1) Le délai d'habilitation a été prolongé, l'ordonnance devant être « prise dans un délai de huit mois à compter de la publication de la présente loi et au plus tard le 1er novembre 2007 ». Le gouvernement a justifié cette prolongation par la durée des négociations sur les mesures communautaires d'application, clôturées seulement en août 2006, et par le volume particulièrement important des dispositions législatives (qui concernent six des sept livres du code monétaire et financier, cf. infra), et surtout réglementaires de transposition11(*), requérant une concertation approfondie avec les acteurs de la place. En outre, il apparaissait qu'en dépit du report des dates de transposition et d'application par la directive du 5 avril 2006, précitée, seuls 9 Etats membres sur 25 avaient indiqué à la Commission européenne être en mesure de respecter le délai du 31 janvier 200712(*).

Dans son rapport, votre rapporteur général a cependant appelé le gouvernement et l'AMF « à ne pas utiliser l'intégralité du nouveau délai qui serait ainsi fixé, afin que les PSI disposent au moins de quelques mois pour adapter leur stratégie, leur organisation et leur politique commerciale », et estimé qu'une transposition effective au 30 juin 2007 constituerait une « date butoir » souhaitable.

Ce voeu a été pleinement respecté puisque l'ordonnance de transposition législative a été publiée le 12 avril 2007, et les modifications du règlement général de l'AMF ont été homologuées par un arrêté du 15 mai 2007. Le contenu des mesures de transposition est exposé infra.

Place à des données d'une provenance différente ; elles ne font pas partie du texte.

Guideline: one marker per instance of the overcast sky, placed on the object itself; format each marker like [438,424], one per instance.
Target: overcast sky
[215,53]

2) La formulation de l'encadrement du champ de l'habilitation a également été simplifiée pour ne plus disposer que la transposition comporte « les mesures tendant à la protection des investisseurs, par le renforcement de la transparence et de l'intégrité des marchés financiers », la rédaction éludée ayant été considérée comme de portée essentiellement réglementaire.

* 11 Décret simple, décret en Conseil d'Etat, modifications en profondeur du règlement général de l'AMF, et enfin arrêtés ministériels.

* 12 Parmi les Etats membres ayant finalisé la transposition, figuraient le Royaume-Uni et l'Irlande, dont l'environnement juridique et réglementaire était déjà proche de l'esprit de la directive.